Toutefois, ce document ne montre pas que le risque de ré-identification soit sérieusement écarté, qu’il s’agisse du risque d’individualisation, de corrélation ou encore d’inférence. Il admet, en effet, pour le premier, que la « majorité des lignes présente des caractéristiques spécifiques : un seul cas de telles tranches d’âge, dans tel département voire tel jour, dans telles circonstances » et que « ce risque serait accru dans les département où peu de noyades sont déclarés », pour le deuxième qu’« une personne pourrait recouper le fichier des enquêtes NOYADES avec le fichier des décès de l’Insee et connaître ainsi la cause de décès et les circonstances du décès d’une personne » dans certaines hypothèses, et, pour le troisième, que « Les personnes qui connaissent la victime pourraient éventuellement découvrir des informations sur les circonstances de sa noyade. ». Il ajoute d’ailleurs que « les noyades font l’objet de communications par la presse locale ».
La commission en déduit que les données en cause ne peuvent donc pas être regardées comme ayant fait l'objet d'un « traitement permettant de rendre impossible » l'identification des personnes concernées et demeurent en l’état des données à caractère personnel, qui ne peuvent, en application des dispositions du 2° de l'article L312-1-2 du code des relations entre le public et l'administration précitées, être publiées que si une disposition législative le prévoit, si les personnes concernées ont donné leur accord ou si la base de données figure au nombre des catégories de documents définies à l'article D312-1-3 du même code pouvant être publiés sans avoir fait l'objet au préalable d'un processus d'anonymisation.
La commission constate cependant qu'il n'existe aucune disposition législative en ce sens, que l'accord des personnes concernées est matériellement impossible à recueillir a posteriori et que la base de données ne peut être rattachée à une des catégories définies par l'article D312-1-3 du code des relations entre le public et l'administration.
La commission ne peut donc que vous conseiller, en l'état de la réglementation et compte tenu des variables proposées à la publication, de ne pas mettre en ligne l'extrait de la base Noyades que vous lui avez présenté.
La commission, sensible néanmoins à la démarche entreprise de prévention des noyades, précise que le risque de rupture de l’anonymat résulte, d’une part, du faible nombre de données en cause (le bilan préliminaire de l’enquête Noyades 2021 fait état de 1 119 noyades accidentelles recensées entre le 1er juin et le 31 août, dont 250 suivies de décès) et, d’autre part, de la relative précision des variables de lieu et de temps.

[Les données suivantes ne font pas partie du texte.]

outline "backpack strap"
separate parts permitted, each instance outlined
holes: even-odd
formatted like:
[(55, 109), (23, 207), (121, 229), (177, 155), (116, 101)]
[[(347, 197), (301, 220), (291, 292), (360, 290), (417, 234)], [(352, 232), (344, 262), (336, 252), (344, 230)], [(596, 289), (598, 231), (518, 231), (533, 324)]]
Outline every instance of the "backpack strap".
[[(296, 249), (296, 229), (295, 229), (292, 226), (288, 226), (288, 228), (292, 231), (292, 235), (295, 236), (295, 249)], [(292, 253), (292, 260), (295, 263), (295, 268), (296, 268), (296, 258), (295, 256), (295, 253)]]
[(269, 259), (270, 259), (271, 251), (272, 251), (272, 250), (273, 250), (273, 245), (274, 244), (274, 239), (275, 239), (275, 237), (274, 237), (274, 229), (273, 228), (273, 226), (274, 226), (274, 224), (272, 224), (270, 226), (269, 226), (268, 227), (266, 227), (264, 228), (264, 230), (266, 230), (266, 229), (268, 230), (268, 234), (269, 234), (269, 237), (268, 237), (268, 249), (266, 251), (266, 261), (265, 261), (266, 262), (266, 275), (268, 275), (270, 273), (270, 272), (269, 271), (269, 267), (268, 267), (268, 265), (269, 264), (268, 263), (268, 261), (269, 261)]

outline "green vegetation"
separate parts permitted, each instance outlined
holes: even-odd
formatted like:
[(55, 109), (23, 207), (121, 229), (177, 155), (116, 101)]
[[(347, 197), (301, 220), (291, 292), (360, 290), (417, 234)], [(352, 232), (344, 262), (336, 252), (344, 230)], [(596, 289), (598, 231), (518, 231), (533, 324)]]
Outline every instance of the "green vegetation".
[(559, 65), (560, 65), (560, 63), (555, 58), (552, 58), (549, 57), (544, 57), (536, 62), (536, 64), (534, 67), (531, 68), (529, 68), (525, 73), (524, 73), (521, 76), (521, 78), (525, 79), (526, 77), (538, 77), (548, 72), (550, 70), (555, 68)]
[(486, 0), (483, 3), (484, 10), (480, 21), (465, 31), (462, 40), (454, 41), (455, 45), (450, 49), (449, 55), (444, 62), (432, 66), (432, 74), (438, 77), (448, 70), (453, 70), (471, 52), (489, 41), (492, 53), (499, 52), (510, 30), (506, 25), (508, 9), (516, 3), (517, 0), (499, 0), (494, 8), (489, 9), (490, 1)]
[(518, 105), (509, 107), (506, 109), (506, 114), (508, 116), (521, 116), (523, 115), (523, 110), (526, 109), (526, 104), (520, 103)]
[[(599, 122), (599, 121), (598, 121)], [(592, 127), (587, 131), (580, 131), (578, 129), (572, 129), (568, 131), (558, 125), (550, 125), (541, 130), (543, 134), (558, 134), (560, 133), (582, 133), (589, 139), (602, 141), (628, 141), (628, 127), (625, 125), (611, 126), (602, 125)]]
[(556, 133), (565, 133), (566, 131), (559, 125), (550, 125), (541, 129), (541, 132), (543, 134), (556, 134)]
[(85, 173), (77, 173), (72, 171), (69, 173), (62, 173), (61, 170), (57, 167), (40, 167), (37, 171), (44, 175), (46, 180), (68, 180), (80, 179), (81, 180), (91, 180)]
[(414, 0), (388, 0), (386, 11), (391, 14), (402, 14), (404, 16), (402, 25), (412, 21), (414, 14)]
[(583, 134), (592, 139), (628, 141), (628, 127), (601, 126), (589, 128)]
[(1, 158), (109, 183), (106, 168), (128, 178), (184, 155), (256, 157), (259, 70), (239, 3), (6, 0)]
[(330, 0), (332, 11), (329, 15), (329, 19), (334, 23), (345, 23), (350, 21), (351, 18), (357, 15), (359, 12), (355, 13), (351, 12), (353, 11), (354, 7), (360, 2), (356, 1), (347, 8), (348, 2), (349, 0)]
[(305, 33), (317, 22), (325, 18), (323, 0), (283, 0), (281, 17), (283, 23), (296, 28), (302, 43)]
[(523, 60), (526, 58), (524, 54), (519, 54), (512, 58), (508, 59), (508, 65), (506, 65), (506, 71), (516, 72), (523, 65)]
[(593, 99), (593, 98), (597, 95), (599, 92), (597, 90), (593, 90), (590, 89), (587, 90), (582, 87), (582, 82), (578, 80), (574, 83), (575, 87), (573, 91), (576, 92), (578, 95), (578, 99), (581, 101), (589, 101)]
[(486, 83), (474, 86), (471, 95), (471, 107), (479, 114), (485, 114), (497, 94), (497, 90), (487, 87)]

Elle relève votre nécessité de conserver la date et la tranche horaire afin de pouvoir faire des appariements avec les données de Météo France et indique, dès lors, qu’une attention particulière pourrait être apportée à une redéfinition de la variable de lieu. Elle note, à l’inverse par comparaison, s’agissant de la publication des données beaucoup plus nombreuses des accidents corporels de la circulation routière, à la suite de son avis n° 20114970 du 22 décembre 2011, que si la variable de lieu peut s’avérer précise, celle de temps ne l’est pas, comportant l’année et l’heure mais pas le jour.
La commission vous rappelle enfin qu'elle est disponible pour accompagner l’administration, si elle le souhaite, dans la définition de variables adaptées.